The potential impact of adopting this standard on the Company's pro forma
disclosures of net income and earnings per share has not been quantified at
this time.
(9) Rights Agreement
On December 9, 1996, the Board of Directors increased the exercise price
per common share under the Company's Rights Agreement from $15 per share to
$90 per share.
PART I - FINANCIAL INFORMATION (Continued)
Item 2. Management's Discussion and Analysis of Financial
Condition and Results of Operations
HOLOGIC, INC. AND SUBSIDIARIES
Results of Operations
The Company's results of operations have and may continue to be subject
to significant quarterly variation. The results for a particular quarter may
vary due to a number of factors, including the overall state of health care
and cost containment efforts, the development status and demand for drug
therapies to treat osteoporosis, the use of mini c-arms in minimally-invasive
surgical procedures, economic conditions in the Company's markets, the timing
of orders, the timing of expenditures in anticipation of future sales, the mix
of products sold by the Company, the introduction of new products and product
enhancements by the Company or its competitors and pricing and other
competitive conditions.
Revenues. Total revenues for the first quarter of fiscal 1997 increased
45% to $27,109,743 from $18,692,144 for the first quarter of fiscal 1996.
This increase was primarily due to the increase in the total number of DXA
bone densitometer product shipments in both the Company's domestic and
international markets, particularly in the United States where product sales
increased 150% over the prior year. There was also a shift in product sales
mix to the Company's new line of bone densitometers, the ACCLAIM series, which
the Company began shipping in January 1995. The new ACCLAIM products have
higher average selling prices than the comparable DXA bone densitometers which
they replace. For the current quarter, sales of the ACCLAIM product accounted
for 87% of DXA product sales. Other revenues also increased for the current
three month period due to increases in revenue relating to medical data
management services provided to pharmaceutical companies to assist in the
collection and monitoring of clinical trial data and an increase in royalties
from the license of the Company's technology to Vivid Technologies, Inc.

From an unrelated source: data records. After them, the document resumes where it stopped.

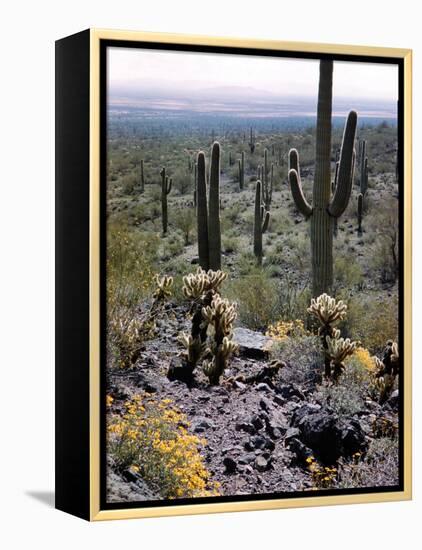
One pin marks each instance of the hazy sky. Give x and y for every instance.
(132, 68)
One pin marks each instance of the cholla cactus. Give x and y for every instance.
(337, 350)
(200, 287)
(328, 311)
(163, 290)
(220, 316)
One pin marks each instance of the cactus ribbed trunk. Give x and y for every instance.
(257, 233)
(321, 223)
(202, 213)
(261, 220)
(214, 232)
(142, 176)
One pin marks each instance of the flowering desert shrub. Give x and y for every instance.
(151, 437)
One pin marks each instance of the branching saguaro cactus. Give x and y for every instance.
(200, 288)
(325, 207)
(252, 142)
(261, 221)
(328, 312)
(242, 171)
(220, 315)
(208, 214)
(166, 184)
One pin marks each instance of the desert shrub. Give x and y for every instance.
(379, 468)
(323, 477)
(372, 321)
(185, 221)
(152, 437)
(347, 274)
(130, 266)
(171, 246)
(348, 396)
(230, 244)
(302, 355)
(286, 329)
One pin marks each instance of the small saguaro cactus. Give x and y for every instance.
(325, 207)
(252, 142)
(166, 184)
(208, 212)
(242, 171)
(261, 221)
(142, 176)
(360, 213)
(200, 288)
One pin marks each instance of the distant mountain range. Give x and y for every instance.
(238, 101)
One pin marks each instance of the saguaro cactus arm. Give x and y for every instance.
(343, 188)
(296, 186)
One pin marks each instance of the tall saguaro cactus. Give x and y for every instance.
(360, 213)
(208, 212)
(261, 220)
(267, 184)
(325, 207)
(166, 184)
(252, 142)
(142, 176)
(214, 232)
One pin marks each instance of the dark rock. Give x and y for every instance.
(261, 464)
(178, 370)
(263, 387)
(246, 459)
(245, 427)
(252, 344)
(327, 435)
(300, 449)
(257, 422)
(288, 391)
(394, 401)
(264, 404)
(230, 464)
(200, 424)
(291, 433)
(276, 424)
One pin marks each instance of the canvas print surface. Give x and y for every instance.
(253, 276)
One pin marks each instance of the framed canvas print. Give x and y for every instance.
(233, 274)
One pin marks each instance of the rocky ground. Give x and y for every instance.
(260, 427)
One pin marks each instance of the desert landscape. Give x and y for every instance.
(253, 285)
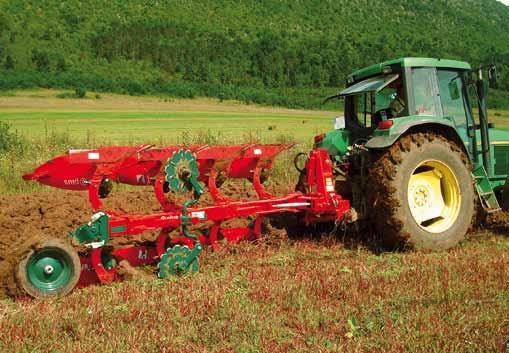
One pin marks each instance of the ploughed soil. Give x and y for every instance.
(26, 220)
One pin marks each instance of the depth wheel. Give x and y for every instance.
(423, 195)
(51, 268)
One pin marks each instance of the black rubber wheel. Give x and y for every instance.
(422, 193)
(50, 268)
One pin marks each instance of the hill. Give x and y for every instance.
(288, 53)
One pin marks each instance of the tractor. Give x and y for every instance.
(409, 157)
(423, 169)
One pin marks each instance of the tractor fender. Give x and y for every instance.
(386, 138)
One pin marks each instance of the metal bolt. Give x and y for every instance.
(48, 269)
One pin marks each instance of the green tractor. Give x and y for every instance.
(413, 156)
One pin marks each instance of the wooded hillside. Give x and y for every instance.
(276, 52)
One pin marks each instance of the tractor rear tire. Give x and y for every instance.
(422, 193)
(49, 268)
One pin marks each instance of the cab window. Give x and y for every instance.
(425, 92)
(451, 95)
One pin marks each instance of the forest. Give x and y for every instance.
(277, 52)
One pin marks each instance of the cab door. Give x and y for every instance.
(456, 107)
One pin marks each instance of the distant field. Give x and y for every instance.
(117, 119)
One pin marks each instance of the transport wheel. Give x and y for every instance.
(50, 268)
(423, 194)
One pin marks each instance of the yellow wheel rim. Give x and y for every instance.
(434, 196)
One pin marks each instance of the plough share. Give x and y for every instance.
(172, 169)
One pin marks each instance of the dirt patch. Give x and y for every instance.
(24, 219)
(27, 219)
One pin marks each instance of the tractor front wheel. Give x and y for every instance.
(422, 193)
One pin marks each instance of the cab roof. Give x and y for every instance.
(409, 62)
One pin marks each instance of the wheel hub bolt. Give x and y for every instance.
(48, 269)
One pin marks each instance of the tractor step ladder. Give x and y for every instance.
(485, 190)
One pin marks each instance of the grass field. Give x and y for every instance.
(330, 295)
(117, 119)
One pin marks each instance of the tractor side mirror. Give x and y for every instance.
(492, 76)
(454, 91)
(339, 123)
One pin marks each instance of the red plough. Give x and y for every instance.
(181, 170)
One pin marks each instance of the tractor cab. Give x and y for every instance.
(386, 100)
(412, 154)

Total revenues for the first quarter of fiscal 1997 increased 11% from
$24,370,896 in the immediately preceding quarter primarily due to an increase
in the number DXA systems sold in the United States and Europe.
In the first quarter of fiscal 1997, approximately 63% of product sales
were generated in the United States, 21% in Europe, 9% in Asia, and 7% in
other international markets. In the first quarter of fiscal 1996,
approximately 52% of product sales were generated in the United States, 22% in
Asia, 20% in Europe and 6% in other international markets.
The Company's sales of x-ray bone densitometers reached record levels as
interest in bone diseases, such as osteoporosis, has grown, as new drug
therapies have become available in the United States and other countries to
treat these diseases and as the use of DXA systems to measure bone density has
become more widespread.
Costs and Expenses. The cost of product sales decreased as a
percentage of product sales to 45% in the first quarter of fiscal 1997 from
47% in the first quarter of fiscal 1996. In the current quarter, these costs
decreased as a percentage of product sales primarily due to (i) increased
shipments of a new family of DXA bone densitometers, the ACCLAIM series, which
earns a better gross margin than the Company's older DXA systems, (ii) a
volume increase in the number of DXA systems sold resulting in certain
manufacturing efficiencies and (iii) an increase in sales by the Company's
direct sales force (primarily in the United States) which results in higher
average selling prices. Partially offsetting these decreases was an increase
in costs as a percentage of product sales relating to the mini c-arm systems.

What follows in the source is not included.